New York City’s 11 public hospitals are in dire financial straits. City hospital chief Dr. Ram Raju has laid out a plan to put these hospitals on the road to financial wellness, but his scheme is a sugar pill.
Worse, these city-run hospitals aren’t the only ones in critical condition. At least a dozen other hospitals across the five boroughs are floundering financially.
Unlike the city’s public hospitals, refuges for the uninsured, these other facilities have no reason to be kept on life-support with taxpayer dollars.
They’re medical money pits that offer mediocre care and dilapidated facilities. They should be closed or sold to investors who can upgrade them. But politicians and unions stand in the way.
In 2013, mayoral candidate Bill de Blasio mugged for the cameras as he got arrested while protesting the closing of Long Island College Hospital.
LICH was bleeding $13 million a month, but de Blasio, the hospital unions and assorted activists opposed replacing it with a new emergency department operated by NYU Langone.
De Blasio demagogued the issue all the way to an election-night victory, then supported the conversion plan.
To help more politicians cynically fight against hospital closings, New York state senators are pushing a bill called the LICH Act.
It should be called the Demagoguery, Demonstrations and Delay Act. It invites every elected official in the state — even members of Congress, who have no say over local hospitals — to object to closings.
The legislation promotes protest. It doesn’t prevent hospitals from failing. They have empty beds because medical advances mean patients don’t have to spend many nights, or even one night, even after an operation.
Successful hospitals emphasize outpatient care and operate satellite ERs, and primary-care clinics.
Or they merge with other hospitals. Bigger is better. Small hospitals lack bargaining clout, get paid less by insurers and pay more to suppliers.

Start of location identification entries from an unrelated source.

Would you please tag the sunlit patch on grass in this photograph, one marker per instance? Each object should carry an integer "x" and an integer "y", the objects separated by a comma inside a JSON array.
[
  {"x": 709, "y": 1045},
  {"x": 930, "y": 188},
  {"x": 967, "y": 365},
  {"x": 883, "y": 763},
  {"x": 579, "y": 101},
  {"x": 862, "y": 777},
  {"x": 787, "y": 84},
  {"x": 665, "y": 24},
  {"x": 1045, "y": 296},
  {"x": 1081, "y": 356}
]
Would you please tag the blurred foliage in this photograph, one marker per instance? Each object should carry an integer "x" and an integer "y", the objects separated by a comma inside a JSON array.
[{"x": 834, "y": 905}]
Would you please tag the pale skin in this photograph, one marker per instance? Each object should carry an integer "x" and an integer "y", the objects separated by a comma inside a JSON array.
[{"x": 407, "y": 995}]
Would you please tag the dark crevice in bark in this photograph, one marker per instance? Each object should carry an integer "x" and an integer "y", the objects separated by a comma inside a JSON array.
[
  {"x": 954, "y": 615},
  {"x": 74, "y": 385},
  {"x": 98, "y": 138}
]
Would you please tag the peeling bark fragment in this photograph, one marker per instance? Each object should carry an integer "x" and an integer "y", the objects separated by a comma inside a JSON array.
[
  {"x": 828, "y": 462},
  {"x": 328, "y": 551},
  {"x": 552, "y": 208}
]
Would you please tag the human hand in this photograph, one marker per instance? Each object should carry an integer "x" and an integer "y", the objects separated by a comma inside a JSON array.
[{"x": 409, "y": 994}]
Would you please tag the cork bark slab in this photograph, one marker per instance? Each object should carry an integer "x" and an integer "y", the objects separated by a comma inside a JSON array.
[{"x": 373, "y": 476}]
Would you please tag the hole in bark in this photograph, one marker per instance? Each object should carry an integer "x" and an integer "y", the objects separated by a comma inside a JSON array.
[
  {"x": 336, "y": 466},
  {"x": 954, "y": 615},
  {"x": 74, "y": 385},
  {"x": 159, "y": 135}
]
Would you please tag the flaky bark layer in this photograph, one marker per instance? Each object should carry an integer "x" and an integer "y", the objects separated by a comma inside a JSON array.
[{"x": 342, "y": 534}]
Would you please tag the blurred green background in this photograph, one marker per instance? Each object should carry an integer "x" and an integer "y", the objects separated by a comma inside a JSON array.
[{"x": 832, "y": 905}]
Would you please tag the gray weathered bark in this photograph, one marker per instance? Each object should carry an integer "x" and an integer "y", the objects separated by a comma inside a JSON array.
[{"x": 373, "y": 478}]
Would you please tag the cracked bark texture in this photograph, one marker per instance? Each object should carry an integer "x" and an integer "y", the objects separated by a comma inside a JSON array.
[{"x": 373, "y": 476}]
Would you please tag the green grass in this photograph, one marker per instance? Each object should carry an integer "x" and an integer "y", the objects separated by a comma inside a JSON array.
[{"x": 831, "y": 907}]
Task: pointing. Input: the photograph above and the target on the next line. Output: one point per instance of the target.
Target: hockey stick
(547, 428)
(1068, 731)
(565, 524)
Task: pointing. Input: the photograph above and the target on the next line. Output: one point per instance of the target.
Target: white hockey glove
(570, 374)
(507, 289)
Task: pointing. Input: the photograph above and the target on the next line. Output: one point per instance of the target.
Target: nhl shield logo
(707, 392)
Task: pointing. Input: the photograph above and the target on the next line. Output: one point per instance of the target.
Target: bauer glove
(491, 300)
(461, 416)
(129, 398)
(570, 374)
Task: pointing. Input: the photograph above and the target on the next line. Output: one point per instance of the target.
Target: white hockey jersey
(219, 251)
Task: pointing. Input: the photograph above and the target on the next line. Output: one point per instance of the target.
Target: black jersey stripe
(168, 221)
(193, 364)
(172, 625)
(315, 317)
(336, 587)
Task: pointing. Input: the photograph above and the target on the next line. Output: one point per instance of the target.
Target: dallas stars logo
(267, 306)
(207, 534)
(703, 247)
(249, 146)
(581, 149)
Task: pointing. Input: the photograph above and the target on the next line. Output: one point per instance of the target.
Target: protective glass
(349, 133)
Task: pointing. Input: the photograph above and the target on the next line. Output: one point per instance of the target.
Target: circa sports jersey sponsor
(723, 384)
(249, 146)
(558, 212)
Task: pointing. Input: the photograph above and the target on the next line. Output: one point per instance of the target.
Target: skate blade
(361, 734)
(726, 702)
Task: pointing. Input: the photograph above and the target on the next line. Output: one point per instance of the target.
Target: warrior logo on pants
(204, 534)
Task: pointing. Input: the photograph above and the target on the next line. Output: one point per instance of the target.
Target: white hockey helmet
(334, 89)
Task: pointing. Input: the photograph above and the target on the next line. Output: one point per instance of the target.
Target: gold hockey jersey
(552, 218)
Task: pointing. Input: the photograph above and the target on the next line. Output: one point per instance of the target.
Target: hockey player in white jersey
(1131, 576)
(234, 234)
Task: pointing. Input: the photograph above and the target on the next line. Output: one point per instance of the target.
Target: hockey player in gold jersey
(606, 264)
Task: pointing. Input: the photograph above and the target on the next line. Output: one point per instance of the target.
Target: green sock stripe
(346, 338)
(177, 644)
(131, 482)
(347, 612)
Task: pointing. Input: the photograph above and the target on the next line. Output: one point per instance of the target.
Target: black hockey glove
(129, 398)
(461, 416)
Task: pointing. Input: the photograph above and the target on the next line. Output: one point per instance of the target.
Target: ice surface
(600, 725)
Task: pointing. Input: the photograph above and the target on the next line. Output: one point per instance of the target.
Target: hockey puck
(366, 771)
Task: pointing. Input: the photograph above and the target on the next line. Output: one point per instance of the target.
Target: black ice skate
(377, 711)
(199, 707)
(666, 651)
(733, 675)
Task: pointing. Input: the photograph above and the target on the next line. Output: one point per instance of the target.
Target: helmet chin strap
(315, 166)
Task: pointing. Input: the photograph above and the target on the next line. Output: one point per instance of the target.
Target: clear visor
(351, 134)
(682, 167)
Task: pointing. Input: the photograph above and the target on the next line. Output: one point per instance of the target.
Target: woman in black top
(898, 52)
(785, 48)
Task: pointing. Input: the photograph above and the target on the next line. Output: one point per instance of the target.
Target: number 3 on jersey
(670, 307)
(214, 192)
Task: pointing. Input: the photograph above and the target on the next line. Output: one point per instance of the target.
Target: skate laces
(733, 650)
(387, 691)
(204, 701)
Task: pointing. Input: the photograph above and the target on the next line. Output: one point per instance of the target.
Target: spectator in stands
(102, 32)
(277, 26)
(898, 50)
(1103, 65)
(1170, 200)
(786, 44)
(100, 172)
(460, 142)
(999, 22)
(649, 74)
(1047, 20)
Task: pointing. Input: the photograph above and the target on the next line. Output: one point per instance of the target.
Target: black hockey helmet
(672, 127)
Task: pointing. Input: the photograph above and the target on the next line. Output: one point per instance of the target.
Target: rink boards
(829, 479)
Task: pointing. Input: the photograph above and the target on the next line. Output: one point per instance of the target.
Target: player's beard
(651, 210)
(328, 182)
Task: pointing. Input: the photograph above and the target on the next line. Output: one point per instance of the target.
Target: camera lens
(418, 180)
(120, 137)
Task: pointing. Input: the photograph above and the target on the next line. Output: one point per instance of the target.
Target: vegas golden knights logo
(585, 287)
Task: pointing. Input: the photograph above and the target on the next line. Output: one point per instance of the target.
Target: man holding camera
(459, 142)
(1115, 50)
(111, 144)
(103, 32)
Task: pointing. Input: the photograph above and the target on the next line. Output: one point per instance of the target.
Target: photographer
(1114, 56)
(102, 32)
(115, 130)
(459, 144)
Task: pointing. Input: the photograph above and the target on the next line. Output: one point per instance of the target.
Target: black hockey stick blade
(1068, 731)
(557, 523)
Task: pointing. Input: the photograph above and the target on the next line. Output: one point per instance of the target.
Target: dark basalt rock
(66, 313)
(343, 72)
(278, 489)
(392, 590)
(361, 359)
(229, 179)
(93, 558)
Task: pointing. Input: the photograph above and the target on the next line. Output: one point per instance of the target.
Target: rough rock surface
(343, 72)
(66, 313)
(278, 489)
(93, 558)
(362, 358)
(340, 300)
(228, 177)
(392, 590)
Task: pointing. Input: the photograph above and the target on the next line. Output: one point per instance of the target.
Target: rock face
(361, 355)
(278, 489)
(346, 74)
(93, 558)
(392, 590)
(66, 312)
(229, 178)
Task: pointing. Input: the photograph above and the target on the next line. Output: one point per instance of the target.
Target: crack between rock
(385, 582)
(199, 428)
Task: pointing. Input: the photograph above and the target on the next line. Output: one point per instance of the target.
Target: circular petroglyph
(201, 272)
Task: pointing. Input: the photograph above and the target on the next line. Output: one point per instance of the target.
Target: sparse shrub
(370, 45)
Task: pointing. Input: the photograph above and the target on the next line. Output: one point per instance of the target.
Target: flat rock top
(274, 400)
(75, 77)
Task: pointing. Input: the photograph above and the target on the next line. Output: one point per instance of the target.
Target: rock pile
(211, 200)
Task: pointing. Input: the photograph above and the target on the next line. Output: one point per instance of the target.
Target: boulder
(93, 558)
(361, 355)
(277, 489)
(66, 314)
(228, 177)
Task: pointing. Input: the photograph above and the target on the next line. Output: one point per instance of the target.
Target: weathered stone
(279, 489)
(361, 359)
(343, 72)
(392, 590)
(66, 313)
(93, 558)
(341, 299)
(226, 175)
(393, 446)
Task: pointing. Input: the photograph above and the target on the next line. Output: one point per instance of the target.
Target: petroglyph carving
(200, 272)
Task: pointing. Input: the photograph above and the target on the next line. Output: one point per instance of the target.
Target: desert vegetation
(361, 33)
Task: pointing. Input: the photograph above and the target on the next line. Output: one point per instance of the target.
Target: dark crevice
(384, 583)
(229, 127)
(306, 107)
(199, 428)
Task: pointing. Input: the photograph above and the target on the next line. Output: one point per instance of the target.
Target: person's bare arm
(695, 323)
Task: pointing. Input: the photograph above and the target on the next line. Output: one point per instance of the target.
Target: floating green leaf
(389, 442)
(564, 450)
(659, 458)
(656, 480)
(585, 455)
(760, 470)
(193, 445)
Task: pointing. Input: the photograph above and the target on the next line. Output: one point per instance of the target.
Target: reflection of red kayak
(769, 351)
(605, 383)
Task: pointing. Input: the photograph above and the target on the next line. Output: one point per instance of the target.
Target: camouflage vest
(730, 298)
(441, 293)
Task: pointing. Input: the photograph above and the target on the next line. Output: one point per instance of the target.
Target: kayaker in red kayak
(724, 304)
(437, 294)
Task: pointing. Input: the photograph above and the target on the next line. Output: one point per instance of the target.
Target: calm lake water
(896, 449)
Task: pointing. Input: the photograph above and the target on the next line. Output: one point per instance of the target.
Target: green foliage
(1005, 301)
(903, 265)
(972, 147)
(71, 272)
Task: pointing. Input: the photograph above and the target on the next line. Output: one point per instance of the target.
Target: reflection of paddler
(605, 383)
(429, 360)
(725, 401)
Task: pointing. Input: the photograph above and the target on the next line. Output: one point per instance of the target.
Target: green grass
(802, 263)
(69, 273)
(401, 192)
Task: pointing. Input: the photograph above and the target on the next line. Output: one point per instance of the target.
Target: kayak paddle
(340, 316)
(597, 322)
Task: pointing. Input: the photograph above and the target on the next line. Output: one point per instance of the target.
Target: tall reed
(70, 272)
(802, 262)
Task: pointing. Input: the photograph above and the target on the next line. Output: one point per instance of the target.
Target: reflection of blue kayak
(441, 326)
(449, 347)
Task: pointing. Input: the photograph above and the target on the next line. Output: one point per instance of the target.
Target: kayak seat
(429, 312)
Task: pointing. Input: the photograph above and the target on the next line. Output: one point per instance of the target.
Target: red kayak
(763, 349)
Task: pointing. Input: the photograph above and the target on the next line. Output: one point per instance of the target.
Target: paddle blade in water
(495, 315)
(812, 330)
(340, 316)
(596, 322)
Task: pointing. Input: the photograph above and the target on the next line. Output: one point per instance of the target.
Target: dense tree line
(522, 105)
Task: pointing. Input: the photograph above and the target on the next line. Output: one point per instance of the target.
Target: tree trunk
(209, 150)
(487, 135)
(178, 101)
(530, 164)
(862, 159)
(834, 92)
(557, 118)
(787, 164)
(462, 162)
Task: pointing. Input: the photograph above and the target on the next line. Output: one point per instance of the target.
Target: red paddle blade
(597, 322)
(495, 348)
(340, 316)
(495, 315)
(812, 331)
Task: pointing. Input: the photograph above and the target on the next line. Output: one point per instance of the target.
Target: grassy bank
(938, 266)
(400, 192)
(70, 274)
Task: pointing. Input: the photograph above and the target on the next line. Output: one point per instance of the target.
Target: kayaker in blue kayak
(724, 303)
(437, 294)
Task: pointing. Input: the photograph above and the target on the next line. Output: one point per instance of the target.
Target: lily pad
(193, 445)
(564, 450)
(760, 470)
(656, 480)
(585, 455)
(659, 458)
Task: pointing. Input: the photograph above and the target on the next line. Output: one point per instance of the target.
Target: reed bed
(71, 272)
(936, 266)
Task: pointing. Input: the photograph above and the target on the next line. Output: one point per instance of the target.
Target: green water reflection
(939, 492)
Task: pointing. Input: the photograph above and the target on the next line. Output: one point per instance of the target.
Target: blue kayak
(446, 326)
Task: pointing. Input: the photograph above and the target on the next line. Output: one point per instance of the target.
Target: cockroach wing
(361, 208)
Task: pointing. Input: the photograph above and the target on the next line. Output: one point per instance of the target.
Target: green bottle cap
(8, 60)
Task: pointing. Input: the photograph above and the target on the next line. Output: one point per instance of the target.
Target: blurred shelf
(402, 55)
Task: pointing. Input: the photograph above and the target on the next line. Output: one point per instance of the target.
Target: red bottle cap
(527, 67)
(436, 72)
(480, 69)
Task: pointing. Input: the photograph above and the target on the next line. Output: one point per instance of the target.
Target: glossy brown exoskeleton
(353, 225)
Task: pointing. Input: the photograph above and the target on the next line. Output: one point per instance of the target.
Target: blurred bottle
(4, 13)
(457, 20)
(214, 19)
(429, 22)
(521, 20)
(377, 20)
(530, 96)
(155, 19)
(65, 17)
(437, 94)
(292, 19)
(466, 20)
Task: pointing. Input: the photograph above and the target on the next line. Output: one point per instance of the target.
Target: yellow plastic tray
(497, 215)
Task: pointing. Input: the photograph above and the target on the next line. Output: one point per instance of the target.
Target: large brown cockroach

Rating agency Moody’s warns small hospitals all over America are headed for trouble.
In New York, they are also being dragged down by exorbitant labor costs, with fringe benefits adding a staggering 50 cents to 60 cents to every dollar of wages.
You — the taxpayer — pay for these rich benefits wrung from failing hospitals.
Last month, Service Employees International Union 1199 bragged that because “thousands of our 1199 sisters and brothers have called and e-mailed state legislators,” the state budget includes $285 million to keep 28 hospitals open and save 25,000 union jobs.
Instead of wasting your money, the state should let investors purchase hospitals, upgrade them and forge viable health-care networks. But New York law prohibits that.
Jill Furillo, head of the state nurses’ union, claims “for-profit health-care does not work.” Sorry, but the facts prove otherwise. A new Harvard analysis shows that investor-owned hospitals do better financially without diminishing care.
“They stabilized a bunch of institutions that were not financially stable, and they did not hurt patients,” says Harvard’s David Cutler. “We did not see that there were higher mortality rates, even for vulnerable populations,” adds lead author, Karen Joynt.
Privatization is the answer for many failing hospitals, but it’s not an option for the city’s 11 public hospitals. “I never see venture capitalists lined up outside my door,” says Raju.
No wonder. HHC hospitals take care of 45 percent of the city’s uninsured, including newcomers. These are sanctuary hospitals.
Tax dollars are their only means of support. Contrary to Raju’s recovery plan, it’s unrealistic to predict a near doubling of paying customers by 2020. Hospitals all over the city are competing aggressively for patients.
So if city hospitals are going to continue needing taxpayer support, the least officials can do is control their costs. Instead, de Blasio did the opposite: Last year, he negotiated contracts with hospital unions that promise far more than HHC can afford.
True, the mayor said he’d cover the higher costs out of the city’s budget. But what happens when the economy sours and his budget is squeezed?
Or, as the Citizens Budget Commission asks, when de Blasio’s not the mayor any more and the contracts are still in effect? HHC will fall off the fiscal cliff.
City politicians need to address the challenges facing our hospitals responsibly, before the hospital capital of the nation turns into the hospital graveyard.
Betsy McCaughey is a senior fellow at the London Center for Policy Research and Chairman of the Committee to Reduce Infection Deaths.